Se la vita ti offre limoni… corri a raccoglierli! Questo potrebbe essere il motto di Rachele e Giada Capovilla di Capriana che, un po’ spaesate dall’esordio nel mondo “dei grandi”, hanno deciso di sfruttare al meglio i mesi dopo la maturità. Giovani, intraprendenti e anche un po’ titubanti hanno colto l’occasione per partire alla volta di una delle mete più gettonate dai ragazzi in questi ultimi anni: l’Australia.

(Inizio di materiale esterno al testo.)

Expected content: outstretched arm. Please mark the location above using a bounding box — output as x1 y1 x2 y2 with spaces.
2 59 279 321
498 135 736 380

Tutto è iniziato cinque mesi prima degli esami, quando la domanda che rimbombava nelle menti di tutti i maturandi era: “Che cosa farò dopo?”. La risposte possono essere tante ma nessuna sembrava essere quella giusta. L’estero è sempre una proposta allettante, ma serve coraggio, e Rachele si sentiva molto insicura quando il pensiero dell’Australia ha fatto capolino per la prima volta tra le mille e confuse prospettive per il futuro. È stata la cugina Giada a convincerla a partire: in due i problemi si affrontano meglio e ci si può sostenere a vicenda. Dopo essersi documentate su internet, tramite video su Youtube, e aver contattato due ragazze della valle che avevano vissuto un’esperienza simile un anno prima, hanno organizzato il viaggio e fissato la data della partenza per il 10 ottobre. Così sono partite, con uno zaino in spalla, tante aspettative, mille sogni e anche qualche dubbio. L’arrivo a Sydney è stato impattante: al confronto con Capriana sembrava di essere nel paese dei giganti. Dopo una settimana nella città più popolosa dell’Oceania, Rachele e Giada si sono trasferite sulla Gold Coast, a Surfers Paradise, per un mese e mezzo. Vivevano in un ostello assieme ad altri backpackers (viaggiatori con lo zaino) e, nonostante la lingua rappresentasse ancora un ostacolo, hanno conosciuto nuove persone. Ben presto hanno però dovuto fare i conti con la necessità di trovare un lavoro: vivere in Australia è costoso e non si può vivere di rendita per molto, così hanno cominciato a fare le pulizie nelle case di alcuni milionari, esperienza che può sembrare allettante, ma lo stipendio non lo era altrettanto. E quindi? Nuovamente zaino in spalla, questa volta direzione Brisbane, piccola sosta di una settimana tra canguri e koala, e poi di nuovo in viaggio verso Bundaberg. Qui Giada ha cominciato a raccogliere i limoni in una farm (un’azienda agricola), per poi essere raggiunta poco dopo da Rachele e altri amici.  Al di là dell’originalità dell’esperienza, le ragazze hanno valutato che, lavorando in una farm per 88 giorni, avrebbero avuto diritto a un ulteriore anno di visto e hanno colto l’occasione.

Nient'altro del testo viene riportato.